Cells too small to see
If the chart is rendered very small (thumbnails, mobile widgets), individual cells become indistinguishable. Ensure the chart has enough display area.
// 09 — Real-world examples
Where you’ll see it in the wild
Journalism & media
News graphics showing election results, demographic breakdowns, or survey findings where the "X out of 100" framing resonates with readers.
Public health
Vaccination rates, disease prevalence, or risk statistics presented as coloured grids so non-technical audiences can grasp the numbers.
Market research
Brand awareness, product adoption, and competitive market share illustrated in infographic reports.
Education
Teaching proportions and percentages to students using tangible, countable visual units.
// 10 — Quick reference
Key facts at a glance
Square chart, unit chart, grid chart
Proportions, infographics, "X out of 100" stories
10×10 (100 cells = 100%)
2–5
D3.js, R (waffle package), Flourish, Datawrapper
Label each cell count in text — colour alone is insufficient
// 11 — Accessibility
Making it accessible
Provide text labels with exact percentages alongside the grid — screen readers can't count coloured cells
Use patterns or textures in addition to colour for colour-blind users
Ensure colour contrast between adjacent categories meets WCAG 4.5:1 ratio
Include an aria-label on the SVG summarizing the data (e.g. "Chrome 42%, Safari 25%, Firefox 15%, Other 18%")
Consider providing a data table as an alternative representation
// 12 — Variations
Common variations
Icon waffle (ISOTYPE)
Each cell is replaced with a pictographic icon (person, dollar sign, tree) to make the data more tangible and thematic.
Circular waffle
Cells arranged in a circular pattern instead of a square grid — visually striking but harder to count.
Proportional waffle
Grid sizes other than 10×10 (e.g. 5×20) to fit different aspect ratios while preserving the countable-unit principle.
Animated waffle
Cells fill in sequentially, animating the proportion — common in data journalism storytelling.
// 13 — FAQs
Frequently asked questions
What is a waffle chart?+
A waffle chart (also called a square chart or unit chart) is a 10×10 grid of small cells, each representing 1% of the total. Cells are coloured by category, making it easy to see proportions as discrete, countable units.
When should you use a waffle chart?+
Use a waffle chart when you want the audience to feel the proportion (\"42 out of 100 people\"). It also works well when showing part-to-whole data with 2–5 categories, and when precise percentages matter — each cell = 1%.
When should you avoid a waffle chart?+
Avoid a waffle chart when you have many categories (>5) — too many colours in 100 cells becomes confusing. It is also a poor fit when values don't divide evenly into percentages (e.g. 33.3%), or when you need to compare across multiple groups — use stacked bars.

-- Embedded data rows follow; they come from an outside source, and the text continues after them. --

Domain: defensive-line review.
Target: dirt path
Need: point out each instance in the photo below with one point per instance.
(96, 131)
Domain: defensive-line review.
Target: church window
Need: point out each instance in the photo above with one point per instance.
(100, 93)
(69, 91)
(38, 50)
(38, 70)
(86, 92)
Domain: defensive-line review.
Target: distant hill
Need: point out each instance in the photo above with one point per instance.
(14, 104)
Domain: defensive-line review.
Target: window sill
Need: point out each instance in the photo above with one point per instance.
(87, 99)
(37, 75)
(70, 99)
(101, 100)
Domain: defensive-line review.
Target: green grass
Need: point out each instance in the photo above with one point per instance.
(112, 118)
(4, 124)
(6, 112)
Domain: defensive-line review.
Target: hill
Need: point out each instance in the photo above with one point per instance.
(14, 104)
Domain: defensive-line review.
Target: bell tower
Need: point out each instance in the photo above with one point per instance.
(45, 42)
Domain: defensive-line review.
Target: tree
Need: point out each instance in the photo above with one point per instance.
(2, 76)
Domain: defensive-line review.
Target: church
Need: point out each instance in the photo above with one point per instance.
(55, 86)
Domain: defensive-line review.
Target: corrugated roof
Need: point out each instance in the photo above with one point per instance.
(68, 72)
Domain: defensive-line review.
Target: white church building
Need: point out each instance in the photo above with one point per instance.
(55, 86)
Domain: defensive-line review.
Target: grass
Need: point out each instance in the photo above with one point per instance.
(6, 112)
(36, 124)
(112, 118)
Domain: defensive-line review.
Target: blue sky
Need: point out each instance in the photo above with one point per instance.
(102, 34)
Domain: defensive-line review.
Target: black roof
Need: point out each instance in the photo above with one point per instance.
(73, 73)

What data do you need to make a waffle chart?+
A list of categories and their values that add up to 100 (or a total you can convert to percentages). Each value is rounded to a whole number to map to cells.
How is a waffle chart different from a pie chart?+
Both a waffle chart and a pie chart can look similar at first glance, but they answer different questions. Reach for a waffle chart when the comparisons and patterns it was designed to reveal match what you need to communicate, and choose a pie chart when its particular strengths better fit your data and audience.
What is another name for a waffle chart?+
Waffle Chart is also known as Square chart, unit chart, grid chart. The name varies between fields, but the visualisation technique is the same.
What size of dataset works best for a waffle chart?+
Waffle Chart works best for Proportions, infographics, \"X out of 100\" stories. Outside that range the chart either looks empty or becomes too cluttered to read clearly.
Are waffle charts accessible to screen readers?+
Yes — a waffle chart can be made accessible to screen readers by pairing it with a clear text summary of the key insight, ensuring color choices meet WCAG contrast guidelines, adding descriptive alt text or aria-label to the SVG, and offering the underlying data as an HTML table fallback for assistive technologies.